There is a lot that the global pandemic reminded us of about our lives, community and the fragility of society’s fabric as we have come to know it, yet nothing more so than the importance of this very fabric to our mental health and its pivotal role to our overall well-being.
The 10th to 16th of May this year is designated as Mental Health Awareness Week in the United Kingdom. In a similar vein, May has been celebrated as Mental Health Awareness Month in the United States since 1949.
While Nigeria officially only celebrates the World Health Organisation (WHO) designated Mental Health Awareness day – 10 October, because one of the key focus of the YNaija non-binary blog is spotlighting issues on Mental and Emotional Health, we nevertheless deem May worthy of note.
The theme for this year’s Mental Health Awareness Week is Nature – a fitting theme in the wake of a spate of lockdowns that forced millions to hunker down in isolation from friends, family and the routines of normal life.
For Mental Health Awareness Month, the theme is a spillover from last year’s Tools 2 Thrive – a necessary response to the new reality of the ravages of a pandemic no one could have been prepared for.
There is an overlap between the two themes.
In the wake of relaxed restrictions, it is easy to forget the impulses that drove many of us to despair during lockdown:
- Fear of an invisible enemy that upped the fragility of our mortal bodies.
- Worry about the losses we could incur of loved ones, income and the stability – however tenuous – of the lives we had pre-pandemic.
- The jarring change in routine forced on us by a global lockdown and the loss of freedoms we took for granted. Something as mundane as a visit to the Park, for instance.
We need tools to thrive in all this, we also need to reconnect with nature to remind us of the beauty of what we lost – if only briefly – and what we still have of the gift of renewal. Nature is there to remind us we can start over in the wake of whatever level of chaos.
Business leaders, policymakers and everyday people around the world have been forced to take note of mental health issues in the workplace since the start of the pandemic.
It isn’t just the pandemic, however.

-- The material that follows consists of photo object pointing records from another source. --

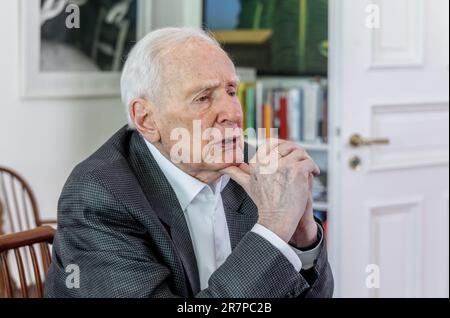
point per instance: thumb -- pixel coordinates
(240, 174)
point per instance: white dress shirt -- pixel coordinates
(205, 216)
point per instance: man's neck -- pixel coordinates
(208, 177)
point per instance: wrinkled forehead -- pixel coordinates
(194, 62)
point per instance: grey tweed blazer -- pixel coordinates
(120, 222)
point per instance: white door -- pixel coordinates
(390, 80)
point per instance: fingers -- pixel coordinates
(239, 174)
(309, 166)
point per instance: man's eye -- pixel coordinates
(203, 99)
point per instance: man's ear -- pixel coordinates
(143, 115)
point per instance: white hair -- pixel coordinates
(142, 72)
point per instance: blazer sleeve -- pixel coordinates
(97, 234)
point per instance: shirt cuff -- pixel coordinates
(309, 257)
(281, 245)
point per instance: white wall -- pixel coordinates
(45, 139)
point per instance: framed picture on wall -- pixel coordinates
(77, 48)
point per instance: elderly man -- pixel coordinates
(135, 222)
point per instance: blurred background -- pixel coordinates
(361, 84)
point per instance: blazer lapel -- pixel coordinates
(240, 211)
(164, 202)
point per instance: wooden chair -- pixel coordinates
(20, 207)
(17, 243)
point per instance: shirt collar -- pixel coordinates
(186, 187)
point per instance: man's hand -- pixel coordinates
(283, 198)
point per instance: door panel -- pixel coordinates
(392, 212)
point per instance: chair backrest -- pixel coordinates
(23, 245)
(20, 209)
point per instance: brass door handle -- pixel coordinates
(357, 140)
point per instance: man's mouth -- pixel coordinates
(230, 143)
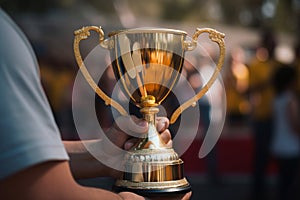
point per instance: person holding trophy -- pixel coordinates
(35, 163)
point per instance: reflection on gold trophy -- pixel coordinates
(147, 63)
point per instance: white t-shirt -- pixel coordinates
(28, 132)
(285, 141)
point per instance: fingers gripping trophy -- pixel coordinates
(148, 62)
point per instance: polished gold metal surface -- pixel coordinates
(148, 62)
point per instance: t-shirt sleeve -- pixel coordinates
(28, 132)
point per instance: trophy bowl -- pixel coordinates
(147, 63)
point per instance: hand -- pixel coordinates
(123, 135)
(127, 131)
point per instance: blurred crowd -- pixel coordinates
(255, 82)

Acting Chief Operating Officer of Joy, Inc. – a teaching and media company mainstreaming the research on human flourishing and positive emotions, Damola Morenikeji, believes that a continuing focus on mental health awareness is helping drive this change.
“We may not be where we ought to be regarding policy and state support for mental health, but we have come a long way as more business leaders, corporate entities and people continue to prioritise mental and emotional health in their decision making specifically because of the awareness being raised,” he said.

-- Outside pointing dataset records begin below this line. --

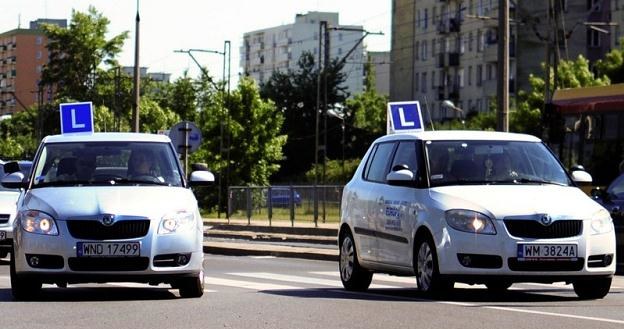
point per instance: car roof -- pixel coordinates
(107, 137)
(451, 135)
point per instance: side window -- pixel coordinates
(378, 168)
(406, 155)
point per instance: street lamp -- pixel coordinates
(338, 112)
(448, 104)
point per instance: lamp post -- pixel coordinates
(448, 104)
(338, 112)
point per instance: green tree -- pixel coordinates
(77, 52)
(294, 94)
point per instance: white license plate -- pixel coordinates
(108, 249)
(547, 251)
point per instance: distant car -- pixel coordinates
(280, 197)
(8, 204)
(107, 207)
(613, 200)
(474, 207)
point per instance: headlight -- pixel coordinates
(470, 221)
(38, 222)
(601, 222)
(176, 222)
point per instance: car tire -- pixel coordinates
(352, 275)
(22, 288)
(498, 286)
(192, 287)
(592, 289)
(428, 278)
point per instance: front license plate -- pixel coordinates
(547, 252)
(108, 249)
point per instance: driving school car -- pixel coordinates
(474, 207)
(85, 216)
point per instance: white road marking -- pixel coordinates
(301, 279)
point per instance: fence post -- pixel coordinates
(270, 203)
(248, 195)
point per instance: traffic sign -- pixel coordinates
(185, 135)
(404, 117)
(76, 117)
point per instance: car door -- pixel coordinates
(367, 199)
(398, 206)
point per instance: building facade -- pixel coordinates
(279, 48)
(23, 54)
(448, 49)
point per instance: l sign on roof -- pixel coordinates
(404, 117)
(76, 117)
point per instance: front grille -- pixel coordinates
(94, 230)
(108, 264)
(546, 265)
(536, 230)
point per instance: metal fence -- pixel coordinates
(303, 203)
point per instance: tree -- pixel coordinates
(77, 52)
(294, 94)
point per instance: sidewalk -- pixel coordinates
(280, 239)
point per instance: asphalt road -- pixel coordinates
(267, 292)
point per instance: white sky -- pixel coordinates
(168, 25)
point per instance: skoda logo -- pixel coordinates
(545, 220)
(108, 220)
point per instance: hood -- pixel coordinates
(8, 201)
(145, 201)
(502, 201)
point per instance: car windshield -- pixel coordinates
(107, 163)
(492, 162)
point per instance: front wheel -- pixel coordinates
(592, 289)
(22, 288)
(192, 287)
(427, 272)
(352, 275)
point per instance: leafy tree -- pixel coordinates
(294, 94)
(76, 53)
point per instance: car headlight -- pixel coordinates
(176, 222)
(601, 222)
(470, 221)
(37, 222)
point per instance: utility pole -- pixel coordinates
(503, 66)
(137, 76)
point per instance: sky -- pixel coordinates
(169, 25)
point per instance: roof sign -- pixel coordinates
(404, 117)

The toolkit shared by Mental Health America in celebration of Mental Health Awareness Month this year cover the following topics:
- Adapting after trauma and stress
- Dealing with anger and frustration
- Getting out of thinking traps
- Processing big changes
- Taking time for yourself
- Radical acceptance
You can find it to download here.
You can, in taking time for yourself, connect with nature in a way that improves your mental health’s fighting chance.
“Fresh air and exercise” has long been recommended as a way for many to feel better, physically and mentally. It is not cuckoo pseudoscience.
Evidence shows that the quality of our relationship with nature is part of the reason for its positive impact on our wellbeing.
Researchers use the term “connectedness” to describe the ideal relationship.
Connectedness refers to the way we relate to nature and experience nature. A strong connection with nature means feeling a close relationship or an emotional attachment to our natural surroundings.
You can cultivate connectedness by engaging in activities that engage the sense; sight, touch, smell, and sound.
The feeling of sand between your toes, the smell of fallen leaves or flowers, the sound of birdsong or rushing water, the sight of lush greenery, the list is long.
A return to yourself can be facilitated by any of these or myriad other things like reconnecting with old friends or simply keeping in touch with current friends and loved ones.
“Awareness is good, but increased support is even better,” said Mr Morenikeji, “we need to use every avenue to up the pressure on policymakers to extend support for mental health in the workplace and the public health budget. Employers must understand that while profit is good in the short term, the well-being of employees is what ensures even bigger profit in the long-term.”
There is no health without mental health, and an unhealthy population is an unproductive one.
If Nigeria’s policymakers are unbothered by the human cost, the hope is that at least they will care about the economic cost of mental illness.
In that common ground lies the hope for a better handling of mental health in Nigeria.